In the output here we can now see the tabular structure of the dataframe. 

In addition, pandas includes multiple functions that can be directly applyed to a dataframe:

`info()` returns a quick summary of the values with basic informations that are included in the dataframe. 

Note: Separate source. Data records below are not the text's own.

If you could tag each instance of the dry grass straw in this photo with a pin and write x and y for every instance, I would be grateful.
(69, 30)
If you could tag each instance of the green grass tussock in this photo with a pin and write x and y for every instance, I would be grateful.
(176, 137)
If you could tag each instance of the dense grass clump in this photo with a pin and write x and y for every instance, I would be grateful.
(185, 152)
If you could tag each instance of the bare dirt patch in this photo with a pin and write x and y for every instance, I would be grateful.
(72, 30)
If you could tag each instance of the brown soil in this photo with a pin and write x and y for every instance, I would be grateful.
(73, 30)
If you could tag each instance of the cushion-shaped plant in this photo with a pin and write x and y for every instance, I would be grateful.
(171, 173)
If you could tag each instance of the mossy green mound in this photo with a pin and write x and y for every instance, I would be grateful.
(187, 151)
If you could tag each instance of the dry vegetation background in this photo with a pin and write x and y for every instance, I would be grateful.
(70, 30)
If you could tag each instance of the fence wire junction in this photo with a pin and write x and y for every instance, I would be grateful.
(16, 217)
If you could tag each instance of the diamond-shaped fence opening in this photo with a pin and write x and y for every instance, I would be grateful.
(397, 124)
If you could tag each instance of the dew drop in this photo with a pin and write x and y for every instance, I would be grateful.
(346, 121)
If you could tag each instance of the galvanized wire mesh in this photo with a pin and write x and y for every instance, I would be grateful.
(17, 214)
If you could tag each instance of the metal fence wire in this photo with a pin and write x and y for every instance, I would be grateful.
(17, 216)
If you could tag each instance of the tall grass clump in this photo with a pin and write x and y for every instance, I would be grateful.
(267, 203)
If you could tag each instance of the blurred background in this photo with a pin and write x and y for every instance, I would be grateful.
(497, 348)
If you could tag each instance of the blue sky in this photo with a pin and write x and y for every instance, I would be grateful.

`corr()` returns a correlation matrix that informs about the similarities between variables (i.e., a high correlation r > .8 would indicate that two variables would be highly similar; an r arround zero would indicate low similarity). 

In [40]:
df.info()

<class 'pandas.core.frame.DataFrame'>
RangeIndex: 100 entries, 0 to 99
Data columns (total 2 columns):
 #   Column          Non-Null Count  Dtype  
---  ------          --------------  -----  
 0   Random Integer  100 non-null    int64  
 1   Random Float    100 non-null    float64
dtypes: float64(1), int64(1)
memory usage: 1.7 KB


In [41]:
df.corr()

Unnamed: 0,Random Integer,Random Float
Random Integer,1.0,-0.062587
Random Float,-0.062587,1.0


**Exercise**: Create a dataframe with at least 3 columns. 

**Data handling**

Typically, a dataset is stored in a file. For example, one can export and store a excel sheet in a `.csv` file (CSV: comma seperated file). Similarly, we can store our dataframe `df` in a `.csv` file with the `to_csv` function. 

In [42]:
df.to_csv("./datasets/data.csv", index=False)

Now a new file (`data.csv`) is stored in the `./dataset/` folder that includes all values from the dataframe. 

With the `read_csv()` function one can read the file again and store it directly in a dataframe again. 

In [43]:
df_read_from_file = pd.read_csv("./datasets/data.csv")
df_read_from_file

Unnamed: 0,Random Integer,Random Float
0,12,1.730117
1,30,-1.215507
2,74,-0.211056
3,18,-0.375485
4,14,-0.346455
...,...,...
95,100,0.427353
96,40,-0.224032
97,24,-0.991580
98,86,-1.154679


**Exercise**: Store your new dataframe in the file `new_random_data.csv` and load it again.